# RAI: Retrieval Augmented Imputation using Data Lake Tables
## Introduction
In this paper, we explore the potential of leveraging large language models (LLMs) for the imputation of massive small tables. Despite the promise of LLMs in capturing external knowledge, their application is hindered by issues of hallucination and lack of interpretability. To address these limitations, we propose a novel approach based on retrieval-augmented imputation RAI, utilizing tuple embeddings instead of traditional table embeddings. 

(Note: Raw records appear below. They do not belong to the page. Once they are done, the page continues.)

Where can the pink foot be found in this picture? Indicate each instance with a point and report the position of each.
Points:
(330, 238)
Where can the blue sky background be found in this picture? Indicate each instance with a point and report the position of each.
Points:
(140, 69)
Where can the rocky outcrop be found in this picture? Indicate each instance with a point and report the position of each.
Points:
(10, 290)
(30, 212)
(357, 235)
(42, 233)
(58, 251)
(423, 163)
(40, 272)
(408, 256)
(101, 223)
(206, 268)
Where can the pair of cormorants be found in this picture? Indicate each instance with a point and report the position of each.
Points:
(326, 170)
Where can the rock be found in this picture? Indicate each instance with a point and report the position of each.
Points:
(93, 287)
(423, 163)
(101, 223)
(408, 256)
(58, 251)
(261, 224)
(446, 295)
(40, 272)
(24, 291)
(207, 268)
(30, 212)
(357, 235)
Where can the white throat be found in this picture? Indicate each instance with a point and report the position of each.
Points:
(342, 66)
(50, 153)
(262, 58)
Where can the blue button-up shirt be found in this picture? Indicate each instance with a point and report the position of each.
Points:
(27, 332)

This repository contains the code for the paper **Retrieval Augmented Imputation using Data Lake Tables.**


## Data & Model
To facilitate research in retrieval-augmented missing value imputation, we release the first large-scale benchmark, **mvBench**, containing 15,143 incomplete tuples and 4.23 million tuples from the data lake. Detailed descriptions and analyses of these datasets are provided in our paper. Additionally, we release pretraining data we constructed for further research. The datasets and pretrained retriever model's checkpoints can be accessed through the following OSF repository link:
- [Access mvBench and Pretraining Materials](https://osf.io/kh2ps/?view_only=aade7da94ad04bf9887a2b631bb57a32)

This repository contains:
- **Five Datasets in mvBench**
- **Pretraining Data for our Retriever**
- **Checkpoints of our Pretrained Retriever**

### mvBench
The mvBench dataset is constructed from three main data sources:

 1. WikiTables-TURL: This dataset is sourced from "TURL: Table Understanding through Representation Learning" by Deng et al. (2022). The original dataset is available in [its GitHub repository](https://github.com/sunlab-osu/TURL/tree/release_ongoing) under the Apache License 2.0.
 2. Show Movie and Cricket Players: These datasets are obtained from "RetClean: Language-Model Based Data Cleaning via Retrieval" by Ahmad et al. (2023). The original datasets are available in [its GitHub repository ](https://github.com/qcri/RetClean).
 3. Education and Business: These datasets are collected from the [Chicago Open Data Portal](https://data.cityofchicago.org/).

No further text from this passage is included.